Baleg DPR RI Dengarkan Masukan Jurnalis, RUU Penyiaran dikembalikan ke Pengusul
Pamekasan, Berita Baru – Badan Legislasi Dewan Perwakilan Rakyat Republik Indonesia (Beleg DPR RI) memastikan akan mengembalikan draft Rencana Undang-undang Penyiaran ke Komisi I karena menimbulkan kontroversi.
Keberadaan RUU tersebut menimbulkan kontroversi di berbagai daerah oleh insan media termasuk di Kabupaten Gerbang Salam tersebut, sehingga perlu banyak masukan.
Wakil Ketua Baleg DPR RI Dr H Achmad Baidowi saat melaksanakan dengar pendapat dengan sejumlah Jurnalis di Pamekasan menyampaikan, terkait RUU Penyiaran banyak yang mengartikan akan membungkam kebebasan pers dan hak berpendapat masyarakat.
“Kami Wakil Ketua Baleg DPR RI akan terus membuka ruang se luas-luasnya bagi semua pihak, mendukung diskusi sebagai bahan masukan pembahasan RUU Penyiaran dengan komisi I DPR RI,” katanya di Pamekasan, Minggu (26/5).
Awiek sapaan akrabnya Achmad Baidowi memastikan bahwa revisi UU Penyiaran tidak membungkam kebebasan pers di Indonesia.
“Tidak ada tendensi untuk membungkam pers dengan RUU Penyiaran ini,” kata Awiek saat menjelaskan Revisi UU 32/2002 tentang Penyiaran.
Lanjutnya, DPR RI terus membuka diri terhadap masukan seluruh lapisan masyarakat terkait RUU Penyiaran. Hal itu karena RUU masih akan diharmonisasi di Badan Legislasi DPR RI dan beberapa pasal RUU Penyiaran yang mendapatkan kritik, bukan produk final.
“Apalagi RUU yang beredar saat ini bukan produk yang final, sehingga masih sangat dimungkinkan untuk terjadinya perubahan norma dalam RUU Penyiaran,” kata Politisi PPP yang juga pernah wartawan ini.
Awiek pun menuturkan bahwa draf RUU Penyiaran saat ini masih berada di Badan Legislasi (Baleg) DPR RI dan belum dilakukan pembahasan dengan Pemerintah.
“RUU Penyiaran saat ini belum ada, yang beredar saat ini adalah draf yang mungkin muncul dalam beberapa versi dan masih amat dinamis.

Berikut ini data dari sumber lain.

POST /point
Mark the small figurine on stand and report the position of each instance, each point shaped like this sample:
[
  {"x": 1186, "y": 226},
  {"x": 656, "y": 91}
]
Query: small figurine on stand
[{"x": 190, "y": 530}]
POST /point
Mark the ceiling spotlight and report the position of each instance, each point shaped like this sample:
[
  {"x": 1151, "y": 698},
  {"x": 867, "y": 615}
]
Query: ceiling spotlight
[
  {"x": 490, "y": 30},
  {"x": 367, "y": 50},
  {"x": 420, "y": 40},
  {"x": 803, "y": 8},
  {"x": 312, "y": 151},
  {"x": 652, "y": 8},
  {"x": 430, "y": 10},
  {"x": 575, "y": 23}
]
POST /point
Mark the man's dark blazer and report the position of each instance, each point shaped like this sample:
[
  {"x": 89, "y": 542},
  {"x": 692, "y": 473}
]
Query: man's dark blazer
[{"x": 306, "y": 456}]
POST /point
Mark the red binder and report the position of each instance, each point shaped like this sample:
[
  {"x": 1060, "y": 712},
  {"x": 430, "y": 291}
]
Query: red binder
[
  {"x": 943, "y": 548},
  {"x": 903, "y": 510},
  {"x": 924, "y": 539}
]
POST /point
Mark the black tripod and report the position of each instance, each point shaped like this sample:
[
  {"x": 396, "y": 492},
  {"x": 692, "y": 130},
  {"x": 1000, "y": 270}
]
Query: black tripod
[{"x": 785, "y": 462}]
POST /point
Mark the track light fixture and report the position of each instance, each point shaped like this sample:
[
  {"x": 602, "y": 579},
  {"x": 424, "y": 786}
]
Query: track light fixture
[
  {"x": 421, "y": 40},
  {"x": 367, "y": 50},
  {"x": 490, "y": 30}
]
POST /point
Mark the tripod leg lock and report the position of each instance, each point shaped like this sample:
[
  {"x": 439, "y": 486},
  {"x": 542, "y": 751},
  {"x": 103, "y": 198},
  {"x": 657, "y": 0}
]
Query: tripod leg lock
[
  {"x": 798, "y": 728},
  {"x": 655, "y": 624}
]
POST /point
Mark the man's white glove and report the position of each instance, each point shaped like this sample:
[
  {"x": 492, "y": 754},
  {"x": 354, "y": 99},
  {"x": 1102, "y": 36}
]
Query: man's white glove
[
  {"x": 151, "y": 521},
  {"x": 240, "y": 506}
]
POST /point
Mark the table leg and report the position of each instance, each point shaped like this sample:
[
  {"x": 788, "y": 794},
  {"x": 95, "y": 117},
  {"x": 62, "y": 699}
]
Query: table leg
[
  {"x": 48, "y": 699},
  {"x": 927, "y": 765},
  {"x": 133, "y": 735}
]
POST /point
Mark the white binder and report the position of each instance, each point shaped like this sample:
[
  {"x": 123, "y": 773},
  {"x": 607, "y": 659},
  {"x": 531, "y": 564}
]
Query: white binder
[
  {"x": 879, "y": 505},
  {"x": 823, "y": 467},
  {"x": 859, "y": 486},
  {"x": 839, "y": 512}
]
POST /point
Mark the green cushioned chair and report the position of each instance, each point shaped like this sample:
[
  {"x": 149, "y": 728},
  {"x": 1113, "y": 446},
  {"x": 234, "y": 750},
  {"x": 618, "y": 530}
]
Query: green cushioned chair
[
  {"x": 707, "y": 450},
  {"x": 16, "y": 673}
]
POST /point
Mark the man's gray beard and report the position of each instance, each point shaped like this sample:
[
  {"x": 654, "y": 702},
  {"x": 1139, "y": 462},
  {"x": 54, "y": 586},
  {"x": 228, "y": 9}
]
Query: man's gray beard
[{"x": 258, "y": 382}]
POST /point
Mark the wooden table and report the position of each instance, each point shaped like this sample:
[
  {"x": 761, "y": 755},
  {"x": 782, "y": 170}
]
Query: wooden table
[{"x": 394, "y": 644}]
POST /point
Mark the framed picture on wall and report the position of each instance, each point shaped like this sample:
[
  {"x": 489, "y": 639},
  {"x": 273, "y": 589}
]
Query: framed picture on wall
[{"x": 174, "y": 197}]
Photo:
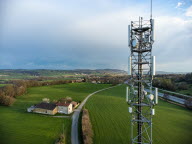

Sebagai draf tentu penulisannya belum sempurna dan cenderung multi tafsir,” katanya.
Untuk itu, Awiek menegaskan bahwa DPR RI membuka ruang seluas-luasnya terhadap berbagai masukan dari masyarakat terkait RUU Penyiaran.
“Tentu setelah menjadi RUU maka RUU akan diumumkan ke publik secara resmi,” ucapnya.
Dalam hal kami di Baleg membuka ruang dialog untuk menjaring masukan, mendukung diskusi dan diskursus untuk RUU Penyiaran sebagai bahan masukan pembahasan RUU Penyiaran,” pungkasnya.
Koordinator JPM Mohammad Khairul Umam menyampaikan, revisi Undang-Undang Penyiaran yang diajukan pada 27 Maret 2024 dinilai mengancam kebebasan pers. Sebab, beberapa pasal dalam draf RUU tersebut melarang jenis konten tertentu dan membatasi produk jurnalistik, sehingga bertolak belakang dengan dengan Undang Undang Nomor 40 Tahun 1999 tentang Pers.
“Kami akan terus mengawal sampai tuntutan penolakan RUU Penyiaran ini dikabulkan. Kami akan tetap melawansampai kapan pun,” pungkasnya.